You can either extend your eating time by making more conversation or you can drop your utensils after each bite so that it slows you down. This won’t just help you feel fuller once your meal is down, it will also reduce gas and bloat.

If you’re an emotional eater and you are struggling to beat it, you may want to speak to your primary care physician. Your doctor can help you get your diet in order. Additionally, you may want to speak to a therapist who can help you identify the root cause of your emotions. Not only will this help you get control over your emotional eating, but it will help you in every other aspect of your life. We often underestimate just how sway our emotions have over our physical and mental wellbeing.

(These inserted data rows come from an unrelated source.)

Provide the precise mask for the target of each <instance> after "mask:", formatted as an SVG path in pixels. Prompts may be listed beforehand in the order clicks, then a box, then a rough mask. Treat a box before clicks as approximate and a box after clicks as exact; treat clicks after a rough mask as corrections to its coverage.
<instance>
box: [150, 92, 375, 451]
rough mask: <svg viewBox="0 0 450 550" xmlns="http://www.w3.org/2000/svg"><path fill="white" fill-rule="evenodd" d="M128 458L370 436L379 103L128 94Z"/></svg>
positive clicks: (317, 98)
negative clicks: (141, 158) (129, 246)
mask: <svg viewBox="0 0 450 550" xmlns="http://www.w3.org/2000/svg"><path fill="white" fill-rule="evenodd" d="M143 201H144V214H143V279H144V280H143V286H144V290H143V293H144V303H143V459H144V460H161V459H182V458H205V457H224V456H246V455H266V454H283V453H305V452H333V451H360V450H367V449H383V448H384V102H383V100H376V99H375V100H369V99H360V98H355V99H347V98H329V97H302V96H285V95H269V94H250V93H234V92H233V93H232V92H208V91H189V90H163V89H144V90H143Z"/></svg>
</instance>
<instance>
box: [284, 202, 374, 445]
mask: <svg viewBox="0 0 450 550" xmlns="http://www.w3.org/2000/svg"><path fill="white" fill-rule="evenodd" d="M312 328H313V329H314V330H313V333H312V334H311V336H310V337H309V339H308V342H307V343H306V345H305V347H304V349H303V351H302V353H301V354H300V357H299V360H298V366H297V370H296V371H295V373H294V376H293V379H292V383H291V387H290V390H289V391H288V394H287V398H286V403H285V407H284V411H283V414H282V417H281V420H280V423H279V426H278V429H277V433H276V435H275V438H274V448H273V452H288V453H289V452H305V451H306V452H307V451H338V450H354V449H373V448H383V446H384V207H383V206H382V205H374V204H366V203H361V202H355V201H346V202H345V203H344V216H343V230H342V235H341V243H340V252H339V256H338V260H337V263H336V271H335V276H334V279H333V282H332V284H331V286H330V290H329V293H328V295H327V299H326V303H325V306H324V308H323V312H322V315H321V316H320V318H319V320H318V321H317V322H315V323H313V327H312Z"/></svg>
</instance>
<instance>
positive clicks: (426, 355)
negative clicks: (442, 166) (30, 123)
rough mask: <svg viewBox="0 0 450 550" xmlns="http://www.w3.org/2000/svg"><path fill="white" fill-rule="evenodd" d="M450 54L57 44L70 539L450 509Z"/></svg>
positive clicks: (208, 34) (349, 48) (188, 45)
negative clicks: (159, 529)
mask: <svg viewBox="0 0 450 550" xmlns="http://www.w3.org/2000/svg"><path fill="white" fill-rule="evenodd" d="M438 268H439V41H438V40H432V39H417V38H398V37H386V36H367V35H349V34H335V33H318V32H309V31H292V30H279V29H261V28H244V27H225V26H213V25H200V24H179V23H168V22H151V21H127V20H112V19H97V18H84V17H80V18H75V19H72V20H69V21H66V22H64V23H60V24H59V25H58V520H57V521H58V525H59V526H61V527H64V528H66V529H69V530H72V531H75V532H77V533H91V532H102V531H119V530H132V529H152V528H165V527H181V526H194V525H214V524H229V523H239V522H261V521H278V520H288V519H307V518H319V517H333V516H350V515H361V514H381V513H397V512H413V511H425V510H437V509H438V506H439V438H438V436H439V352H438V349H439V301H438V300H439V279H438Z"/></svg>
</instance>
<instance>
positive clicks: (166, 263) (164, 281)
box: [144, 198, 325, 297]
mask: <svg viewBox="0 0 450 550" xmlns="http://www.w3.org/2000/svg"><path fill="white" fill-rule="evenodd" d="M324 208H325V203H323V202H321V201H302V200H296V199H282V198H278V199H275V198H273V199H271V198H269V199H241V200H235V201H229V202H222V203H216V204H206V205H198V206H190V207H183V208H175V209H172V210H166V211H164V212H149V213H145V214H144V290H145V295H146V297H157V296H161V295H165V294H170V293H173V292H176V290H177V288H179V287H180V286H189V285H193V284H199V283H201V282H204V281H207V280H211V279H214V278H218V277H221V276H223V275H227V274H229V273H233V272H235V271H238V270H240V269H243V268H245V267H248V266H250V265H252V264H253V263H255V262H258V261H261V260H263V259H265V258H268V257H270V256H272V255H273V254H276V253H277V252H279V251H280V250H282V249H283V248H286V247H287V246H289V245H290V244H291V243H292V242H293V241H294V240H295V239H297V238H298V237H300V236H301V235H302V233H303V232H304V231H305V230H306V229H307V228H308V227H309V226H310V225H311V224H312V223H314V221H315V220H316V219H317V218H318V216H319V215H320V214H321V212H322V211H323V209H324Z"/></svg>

Understanding where negative emotions are coming from and learning how to manage them appropriately is the greatest favor you can do for yourself.

Final Thoughts

There is no shame in being an emotional eater, but that doesn’t mean that it is something that you should accept. It’s a habit that you need to break – for your physical health and your mental wellbeing. In addition to the techniques offered above, your doctor and/or a therapist may be able to help guide you through the situation.

It’s important that you avoid situations that are likely to trigger your emotional eating, especially as you start to tackle the problem. Don’t put yourself in the way of temptation when you aren’t strong enough to resist it.

Additionally, don’t keep foods in your home that you know you can’t eat in moderation – if you go weak at the knees for barbecue chips buy plain ones instead. If you can’t walk by the cupboard without thinking about the oatmeal pies hiding at the back of the pantry, then just don’t buy them. Instead, stock your cupboards and fridge with healthy snacks – why shouldn’t you crave the comfort of a carrot stick instead of chocolate cake?

Nothing beats the fresh crunch of celery after it has been dipped in a homemade ranch dressing. It’s all about retraining your body and mind to accept that healthy food can be every bit as delicious as the unhealthy ones our brains have tricked us into thinking we want.